Having spent the last couple of hours researching for this post, I’m left with a certain
je ne sais quoi feeling in the pit of my stomach, and I sense that were I indeed a pregnant woman weighing adoption, I might be able to take these letters only in small doses and for short stretches at a time. Most of them tell me I’m an angel, thank me for choosing life for my baby, and thank me again for considering giving this precious gift. (Not sure how I feel about baby=gift mentality). After a while, the letters begin to run together. The people in them are all fun. They’re all music lovers, sports enthusiasts, and avid campers, and they all met at college on a blind date. Dad is a high school science teacher and mom used to be a teacher but is now home full-time. They have two other children, also through adoption, named Ashley and Jacob.

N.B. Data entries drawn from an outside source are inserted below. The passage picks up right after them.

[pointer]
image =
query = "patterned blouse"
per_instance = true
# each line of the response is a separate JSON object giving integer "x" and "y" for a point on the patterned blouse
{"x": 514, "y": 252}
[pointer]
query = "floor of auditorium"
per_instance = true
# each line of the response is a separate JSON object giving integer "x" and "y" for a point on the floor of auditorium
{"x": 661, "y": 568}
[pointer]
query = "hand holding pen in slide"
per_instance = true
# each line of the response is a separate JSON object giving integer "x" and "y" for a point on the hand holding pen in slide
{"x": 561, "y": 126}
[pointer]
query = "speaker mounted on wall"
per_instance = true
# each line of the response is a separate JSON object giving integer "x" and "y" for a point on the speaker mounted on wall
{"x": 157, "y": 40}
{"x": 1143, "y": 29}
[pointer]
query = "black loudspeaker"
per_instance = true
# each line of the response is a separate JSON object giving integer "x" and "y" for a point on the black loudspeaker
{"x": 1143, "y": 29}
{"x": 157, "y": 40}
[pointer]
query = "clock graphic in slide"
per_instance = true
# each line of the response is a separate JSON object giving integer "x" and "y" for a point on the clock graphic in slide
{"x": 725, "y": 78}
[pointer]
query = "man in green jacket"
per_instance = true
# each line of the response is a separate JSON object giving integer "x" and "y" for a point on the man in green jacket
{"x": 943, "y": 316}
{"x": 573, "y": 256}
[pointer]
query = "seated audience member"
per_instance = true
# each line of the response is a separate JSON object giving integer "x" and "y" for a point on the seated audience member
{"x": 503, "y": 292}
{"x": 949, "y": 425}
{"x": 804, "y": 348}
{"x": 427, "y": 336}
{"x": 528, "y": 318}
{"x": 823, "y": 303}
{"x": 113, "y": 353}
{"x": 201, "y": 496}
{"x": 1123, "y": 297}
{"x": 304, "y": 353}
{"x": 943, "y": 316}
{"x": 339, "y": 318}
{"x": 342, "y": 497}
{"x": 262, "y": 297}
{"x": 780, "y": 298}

Some of the intro lines grab my attention because they include pictures or catchy sayings, but I start to feel slightly annoyed if the letter’s “hook” is cheeky, sarcastic, too ooey-gooey or too cutesy. Just recently I came across one that read: “We have season passes to Disneyland and Tivo.” I give credit for the attempt to stand out from the crowd, but this opener falls into one of the traps to be avoided – i.e., don’t assume I’m 13. And while we’re at it, don’t tell me that all you want for Christmas is my baby. Realize that’s all I want for Christmas, too. I want somehow not to be going through this and processing all of this, and thinking one day I’ve got it all figured out and then waking up the next day feeling 180 degrees different. Some days I know I will parent my baby in spite of all your letters and counsel from important people in my life. Other days I know that even though it will be hard, I will find the perfect parents. It just depends on the day.